After conversion, the new Hugging Face pretrained model is stored in the output directory specified by the --output_saved_model_path option which is hf_saved_model by default. You will use this directory in the next step.

Paste the following script into your terminal to create a “run_converted.sh” file and change it to executable: (note that it uses the converted Hugging Face pretrained model in hf_saved_model directory):

tee run_converted.sh > /dev/null <<EOF
#!/usr/bin/env bash
export TASK_NAME=mrpc
export NEURON_CC_FLAGS="--model-type=transformer"
XLA_USE_BF16=1 python3 ./run_glue.py \\
--model_name_or_path hf_saved_model \\
--tokenizer_name bert-large-uncased \\
--task_name \$TASK_NAME \\
--do_train \\
--do_eval \\
--max_seq_length 128 \\
--per_device_train_batch_size 8 \\
--learning_rate 2e-5 \\
--num_train_epochs 5 \\
--overwrite_output_dir \\
--output_dir /tmp/\$TASK_NAME/ |& tee log_run_converted
EOF

chmod +x run_converted.sh

If it is the first time running with bert-large-uncased model or if hyperparameters have changed, then the optional one-time precompilation step can save compilation time:

neuron_parallel_compile ./run_converted.sh

If you have run the single worker training in a previous section, then you can skip the precompilation step and just do:

./run_converted.sh

Older versions of transformers <4.27.0 or PyTorch Neuron <1.13.0#

If using older versions of transformers package before 4.27.0 or PyTorch Neuron before 1.13.0, please edit the python script run_glue.py and add the following lines after the Python imports. They set the compiler flag for transformer model type and enable data parallel training using torchrun:

# Enable torchrun
import os
import torch
import torch_xla.distributed.xla_backend
from packaging import version
from transformers import __version__, Trainer
if version.parse(__version__) < version.parse("4.26.0") and os.environ.get("WORLD_SIZE"):
    torch.distributed.init_process_group('xla')

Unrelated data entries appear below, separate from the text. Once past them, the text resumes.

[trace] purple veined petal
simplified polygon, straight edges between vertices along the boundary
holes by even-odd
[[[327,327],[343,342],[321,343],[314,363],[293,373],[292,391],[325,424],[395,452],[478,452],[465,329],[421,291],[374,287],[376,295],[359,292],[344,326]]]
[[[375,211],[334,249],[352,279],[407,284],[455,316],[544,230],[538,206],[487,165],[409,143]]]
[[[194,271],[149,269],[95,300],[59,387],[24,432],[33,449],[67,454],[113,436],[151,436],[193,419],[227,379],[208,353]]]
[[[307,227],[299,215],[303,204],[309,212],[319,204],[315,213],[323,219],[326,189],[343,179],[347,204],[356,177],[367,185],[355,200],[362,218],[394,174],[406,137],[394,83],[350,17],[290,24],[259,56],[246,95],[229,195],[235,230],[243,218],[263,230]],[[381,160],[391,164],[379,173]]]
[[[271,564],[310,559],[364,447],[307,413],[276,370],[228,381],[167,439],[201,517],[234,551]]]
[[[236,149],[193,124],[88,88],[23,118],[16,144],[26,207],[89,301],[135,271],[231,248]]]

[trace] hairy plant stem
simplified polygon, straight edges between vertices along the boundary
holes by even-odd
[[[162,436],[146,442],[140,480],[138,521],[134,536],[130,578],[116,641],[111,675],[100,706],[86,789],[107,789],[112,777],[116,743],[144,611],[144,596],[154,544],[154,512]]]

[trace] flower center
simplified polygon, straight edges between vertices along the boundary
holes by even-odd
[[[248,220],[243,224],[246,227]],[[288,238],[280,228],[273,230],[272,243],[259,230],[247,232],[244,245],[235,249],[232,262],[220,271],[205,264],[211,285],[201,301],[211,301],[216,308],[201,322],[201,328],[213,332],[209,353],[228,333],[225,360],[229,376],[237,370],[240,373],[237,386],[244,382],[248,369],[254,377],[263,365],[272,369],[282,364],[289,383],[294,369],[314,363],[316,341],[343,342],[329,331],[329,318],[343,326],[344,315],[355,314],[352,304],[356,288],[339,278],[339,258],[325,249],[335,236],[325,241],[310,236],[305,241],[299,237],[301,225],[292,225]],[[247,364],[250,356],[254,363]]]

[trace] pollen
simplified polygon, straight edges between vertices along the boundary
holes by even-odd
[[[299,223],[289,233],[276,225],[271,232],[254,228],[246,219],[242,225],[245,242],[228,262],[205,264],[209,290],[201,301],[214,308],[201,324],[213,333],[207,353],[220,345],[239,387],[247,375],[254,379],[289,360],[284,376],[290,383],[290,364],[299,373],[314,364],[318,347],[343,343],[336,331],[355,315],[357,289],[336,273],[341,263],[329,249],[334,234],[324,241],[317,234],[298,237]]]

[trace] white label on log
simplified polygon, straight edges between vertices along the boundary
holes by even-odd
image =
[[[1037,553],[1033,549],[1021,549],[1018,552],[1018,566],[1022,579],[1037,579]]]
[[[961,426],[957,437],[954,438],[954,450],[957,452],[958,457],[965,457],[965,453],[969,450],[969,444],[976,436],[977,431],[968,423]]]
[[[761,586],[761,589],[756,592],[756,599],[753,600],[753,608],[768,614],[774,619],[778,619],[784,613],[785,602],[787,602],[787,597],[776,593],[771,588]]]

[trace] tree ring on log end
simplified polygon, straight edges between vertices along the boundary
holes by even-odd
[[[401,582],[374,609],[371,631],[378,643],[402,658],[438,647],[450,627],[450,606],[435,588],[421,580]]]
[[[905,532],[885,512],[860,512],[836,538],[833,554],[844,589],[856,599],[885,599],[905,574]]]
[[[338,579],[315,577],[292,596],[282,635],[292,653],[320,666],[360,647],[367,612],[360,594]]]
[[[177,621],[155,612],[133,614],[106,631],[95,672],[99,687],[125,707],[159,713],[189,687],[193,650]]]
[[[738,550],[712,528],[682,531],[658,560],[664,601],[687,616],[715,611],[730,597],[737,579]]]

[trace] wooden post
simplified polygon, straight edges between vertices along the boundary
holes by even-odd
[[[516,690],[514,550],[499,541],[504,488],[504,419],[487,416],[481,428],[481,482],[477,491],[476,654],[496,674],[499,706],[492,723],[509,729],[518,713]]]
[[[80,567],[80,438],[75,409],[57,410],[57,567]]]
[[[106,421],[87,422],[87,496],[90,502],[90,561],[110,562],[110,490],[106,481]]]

# Disable DDP for torchrun
import contextlib
if version.parse(__version__) < version.parse("4.20.0"):
    def _wrap_model(self, model, training=True):
        model.no_sync = lambda: contextlib.nullcontext()
        return model
else:
    def _wrap_model(self, model, training=True, dataloader=None):
        model.no_sync = lambda: contextlib.nullcontext()
        return model
Trainer._wrap_model = _wrap_model

# Workaround for NaNs seen with transformers version >= 4.21.0
# https://github.com/aws-neuron/aws-neuron-sdk/issues/593
import transformers
if os.environ.get("XLA_USE_BF16") or os.environ.get("XLA_DOWNCAST_BF16"):
    transformers.modeling_utils.get_parameter_dtype = lambda x: torch.bfloat16

Known issues and limitations#

The following are currently known issues:

  • Long compilation times: this can be alleviated with neuron_parallel_compile tool to extract graphs from a short trial run and compile them in parallel ahead of the actual run, as shown above.

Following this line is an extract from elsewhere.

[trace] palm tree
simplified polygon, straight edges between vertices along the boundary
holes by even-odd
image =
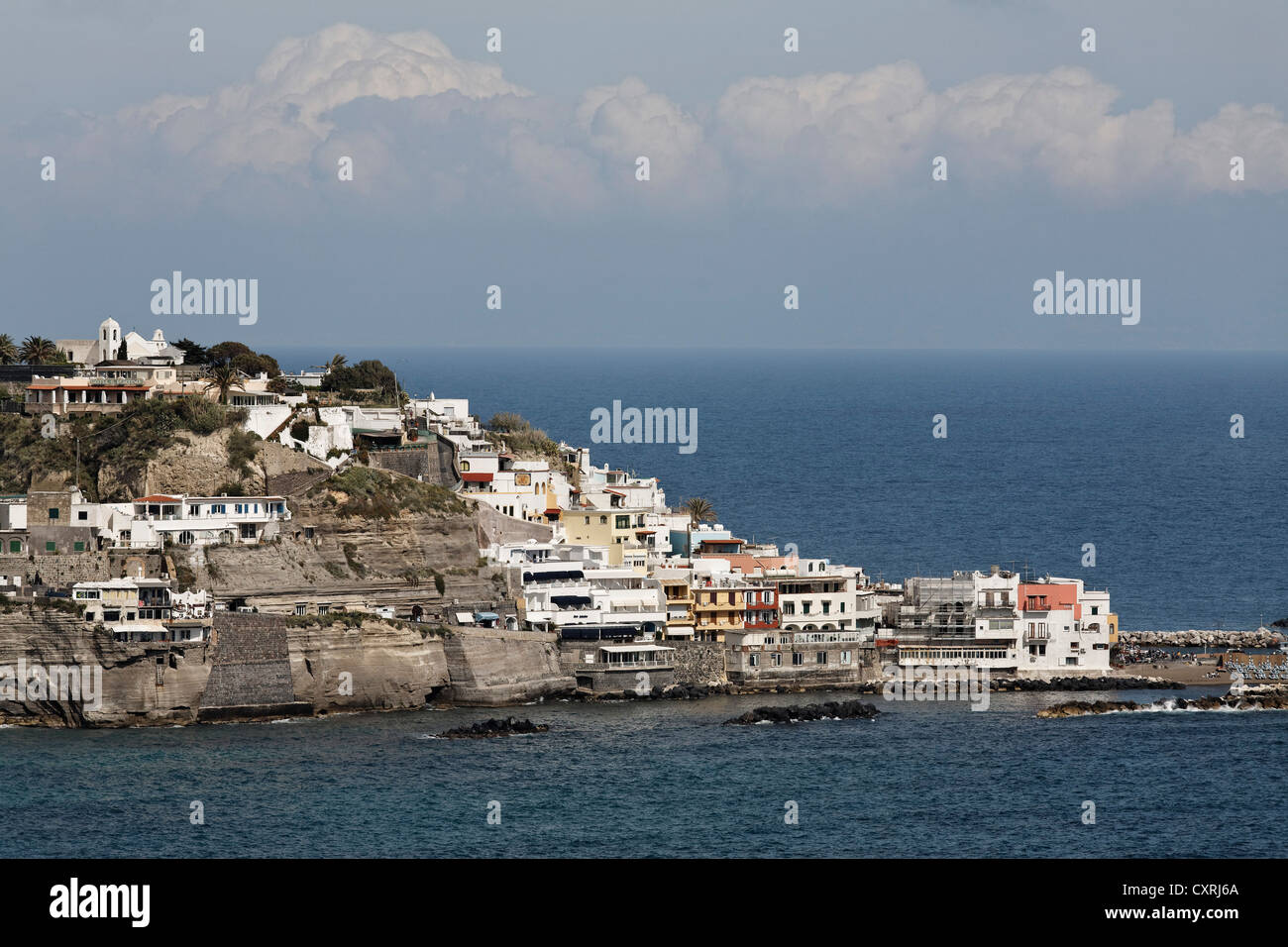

  • When precompiling using batch size of 16 on trn1.2xlarge, you will see ERROR ||PARALLEL_COMPILE||: parallel compilation with neuronx-cc exited with error.Received error code: -9. To workaround this error, please set NEURON_PARALLEL_COMPILE_MAX_RETRIES=1 in the environment.

  • With release 2.6 and transformers==4.25.1, using neuron_parallel_compile tool to run run_glue.py script with both train and evaluation options (--do_train and --do_eval), you will encounter harmless error ValueError: Target is multiclass but average='binary'

  • Reduced accuracy for RoBerta-Large is seen with Neuron PyTorch 1.12 (release 2.6) in FP32 mode with compiler BF16 autocast. The workaround is to set NEURON_CC_FLAGS=”–auto-cast none” or set NEURON_RT_STOCHASTIC_ROUNDING_EN=1.

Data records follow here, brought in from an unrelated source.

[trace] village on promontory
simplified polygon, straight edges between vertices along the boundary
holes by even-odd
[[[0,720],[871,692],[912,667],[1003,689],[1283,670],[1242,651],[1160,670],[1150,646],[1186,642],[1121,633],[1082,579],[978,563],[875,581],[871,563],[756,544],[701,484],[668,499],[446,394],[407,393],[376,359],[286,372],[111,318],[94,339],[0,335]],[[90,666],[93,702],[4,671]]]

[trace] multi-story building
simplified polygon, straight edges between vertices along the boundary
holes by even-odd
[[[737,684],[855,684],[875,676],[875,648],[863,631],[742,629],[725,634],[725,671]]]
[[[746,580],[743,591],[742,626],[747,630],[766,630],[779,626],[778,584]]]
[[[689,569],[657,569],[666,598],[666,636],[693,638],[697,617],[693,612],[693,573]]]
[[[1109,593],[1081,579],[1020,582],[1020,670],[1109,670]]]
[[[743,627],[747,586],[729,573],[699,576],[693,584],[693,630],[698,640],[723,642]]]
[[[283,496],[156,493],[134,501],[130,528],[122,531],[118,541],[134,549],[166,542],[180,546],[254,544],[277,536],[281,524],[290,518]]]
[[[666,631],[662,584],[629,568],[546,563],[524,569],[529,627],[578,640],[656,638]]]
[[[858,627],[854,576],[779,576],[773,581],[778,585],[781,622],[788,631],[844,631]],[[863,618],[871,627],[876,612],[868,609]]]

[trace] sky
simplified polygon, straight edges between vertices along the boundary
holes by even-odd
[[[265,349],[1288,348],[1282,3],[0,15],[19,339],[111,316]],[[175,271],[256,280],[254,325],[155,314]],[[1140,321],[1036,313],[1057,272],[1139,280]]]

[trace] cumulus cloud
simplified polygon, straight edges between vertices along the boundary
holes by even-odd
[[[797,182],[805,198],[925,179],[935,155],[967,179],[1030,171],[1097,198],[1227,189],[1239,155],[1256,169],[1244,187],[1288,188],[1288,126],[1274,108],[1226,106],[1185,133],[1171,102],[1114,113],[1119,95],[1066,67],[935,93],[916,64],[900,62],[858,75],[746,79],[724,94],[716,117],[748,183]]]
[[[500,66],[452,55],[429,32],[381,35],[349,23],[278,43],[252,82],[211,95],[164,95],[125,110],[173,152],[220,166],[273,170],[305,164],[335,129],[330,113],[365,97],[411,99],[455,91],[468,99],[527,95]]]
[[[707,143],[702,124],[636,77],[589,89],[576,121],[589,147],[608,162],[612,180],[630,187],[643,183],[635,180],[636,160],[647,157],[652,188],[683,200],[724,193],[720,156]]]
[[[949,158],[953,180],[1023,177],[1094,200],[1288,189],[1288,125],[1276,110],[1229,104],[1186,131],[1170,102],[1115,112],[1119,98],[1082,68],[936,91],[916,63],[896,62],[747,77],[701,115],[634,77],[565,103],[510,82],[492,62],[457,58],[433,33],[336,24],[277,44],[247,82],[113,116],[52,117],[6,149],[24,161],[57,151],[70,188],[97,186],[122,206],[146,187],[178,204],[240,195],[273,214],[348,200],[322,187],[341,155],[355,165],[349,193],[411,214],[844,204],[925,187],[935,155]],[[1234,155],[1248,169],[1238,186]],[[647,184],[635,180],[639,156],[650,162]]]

  • When using DDP in PT 1.13, compilation of one graph will fail with “Killed” error message for bert-large-uncased. For bert-base-cased, the final MRPC evaluation accuracy is 31% which is lower than expected. These issues are being investigated and will be fixed in an upcoming release. For now, DDP is disabled with the workaround shown above in Multi-worker Training.

  • When using DDP in PT 1.13 with neuron_parallel_compile precompilation, you will hit an error Rank 1 has 393 params, while rank 0 has inconsistent 0 params.. To workaround this error, add the follow code snippet at the top of run_glue.py to skip the problematic shape verification code during precompilation:

import os
if os.environ.get("NEURON_EXTRACT_GRAPHS_ONLY", None):
    import torch.distributed as dist
    _verify_param_shape_across_processes = lambda process_group, tensors, logger=None: True
  • Variable input sizes: When fine-tune models such as dslim/bert-base-NER using the token-classification example, you may encounter timeouts (lots of “socket.h:524 CCOM WARN Timeout waiting for RX” messages) and execution hang. This occurs because NER dataset has different sample sizes, which causes many recompilations and compiled graph (NEFF) reloads. Furthermore, different data parallel workers can execute different compiled graph. This multiple-program multiple-data behavior is currently unsupported. To workaround this issue, please pad to maximum length using the Trainer API option --pad_to_max_length.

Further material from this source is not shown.